The record companies waited too long. They should have released a profit-sharing subscription model 5 years ago. Or bought Spotify. Or done something.
Instead the Majors sat on their hindquarters, suing kids for downloading “Happy Birthday,” and whining about “the internet killing music.”
And now there’s iCloud.
For 25 bones a year you can store your whole music “collection” somewhere in cloud-land and access it from anything that runs iOS. 25 bucks is less than a large Pizza and a 6 pack in some places. That 25 bucks includes all the fun stuff you d/l’d from torrents. It includes ripped CDs. It includes stuff from iTunes which some people will always prefer because it’s more convenient.

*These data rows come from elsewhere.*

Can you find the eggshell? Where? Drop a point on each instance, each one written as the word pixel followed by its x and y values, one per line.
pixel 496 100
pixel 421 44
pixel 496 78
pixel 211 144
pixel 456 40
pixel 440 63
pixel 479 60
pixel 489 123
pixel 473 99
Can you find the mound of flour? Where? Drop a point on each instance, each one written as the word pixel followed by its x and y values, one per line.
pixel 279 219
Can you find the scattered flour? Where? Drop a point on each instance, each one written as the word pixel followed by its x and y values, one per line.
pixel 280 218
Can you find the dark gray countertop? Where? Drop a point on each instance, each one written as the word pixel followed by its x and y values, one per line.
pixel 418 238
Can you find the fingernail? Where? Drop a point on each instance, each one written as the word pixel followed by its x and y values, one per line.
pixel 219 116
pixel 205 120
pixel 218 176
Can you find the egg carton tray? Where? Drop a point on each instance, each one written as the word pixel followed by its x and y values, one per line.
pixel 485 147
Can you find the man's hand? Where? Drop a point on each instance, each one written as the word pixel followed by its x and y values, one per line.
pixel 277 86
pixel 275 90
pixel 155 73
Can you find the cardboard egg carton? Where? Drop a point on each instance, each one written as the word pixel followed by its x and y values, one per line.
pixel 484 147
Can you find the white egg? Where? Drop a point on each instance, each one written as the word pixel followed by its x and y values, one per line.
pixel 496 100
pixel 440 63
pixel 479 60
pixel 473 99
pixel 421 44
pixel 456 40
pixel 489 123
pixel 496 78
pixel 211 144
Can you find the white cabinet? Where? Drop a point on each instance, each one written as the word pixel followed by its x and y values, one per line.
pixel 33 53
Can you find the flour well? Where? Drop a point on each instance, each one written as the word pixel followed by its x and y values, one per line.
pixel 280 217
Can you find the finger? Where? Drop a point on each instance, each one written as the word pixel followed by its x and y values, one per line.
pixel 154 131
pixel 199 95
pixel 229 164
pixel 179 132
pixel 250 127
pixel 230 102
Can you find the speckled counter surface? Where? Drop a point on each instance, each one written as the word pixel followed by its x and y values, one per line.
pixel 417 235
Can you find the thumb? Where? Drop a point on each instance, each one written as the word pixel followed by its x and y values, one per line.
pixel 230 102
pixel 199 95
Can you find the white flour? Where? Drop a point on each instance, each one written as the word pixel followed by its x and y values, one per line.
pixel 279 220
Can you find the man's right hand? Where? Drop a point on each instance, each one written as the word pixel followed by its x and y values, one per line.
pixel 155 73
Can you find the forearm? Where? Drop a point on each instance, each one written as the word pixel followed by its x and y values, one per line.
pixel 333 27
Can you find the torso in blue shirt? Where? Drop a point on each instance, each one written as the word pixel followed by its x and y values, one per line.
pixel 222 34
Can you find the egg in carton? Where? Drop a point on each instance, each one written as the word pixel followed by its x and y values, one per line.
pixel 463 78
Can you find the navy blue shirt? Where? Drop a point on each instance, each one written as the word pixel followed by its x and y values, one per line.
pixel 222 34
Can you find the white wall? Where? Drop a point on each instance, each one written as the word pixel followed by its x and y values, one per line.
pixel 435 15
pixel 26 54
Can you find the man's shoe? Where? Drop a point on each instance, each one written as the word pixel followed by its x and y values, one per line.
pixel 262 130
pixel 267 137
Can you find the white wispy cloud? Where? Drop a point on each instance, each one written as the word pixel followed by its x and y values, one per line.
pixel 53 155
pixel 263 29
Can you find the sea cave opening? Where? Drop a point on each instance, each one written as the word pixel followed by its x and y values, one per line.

So why would anyone want a subscription based music service like Spotify now? Uh they won’t. Unless the service is somehow faster, better and easier to use (which I’m sure Sony & Warner will be able to nail…not).
It’s too late for the Record Companies. What’s sickening is that in the “Age of Content” they were sitting on piles & piles of content and somehow managed to be late for dinner. Guess what kids, the roast beef is eaten and the ice cream has melted. Steve Jobs is having Sherry and laughing at you.
Good riddance anyway. The whole industry was predicated on ripping off musicians. I trust apple more than that schmuck Tommy Mottola.
The only hope for the Majors is some kind of sweeping legislation/regulation. If people went to jail for d/l-ing music maybe they’d stop. But who’s gonna vote for the guys that want to stop you from d/l-ing?
The only service labels provide at this point is marketing. Basically, they’re just bad advertising agencies. U2 would probably do better with BBDO.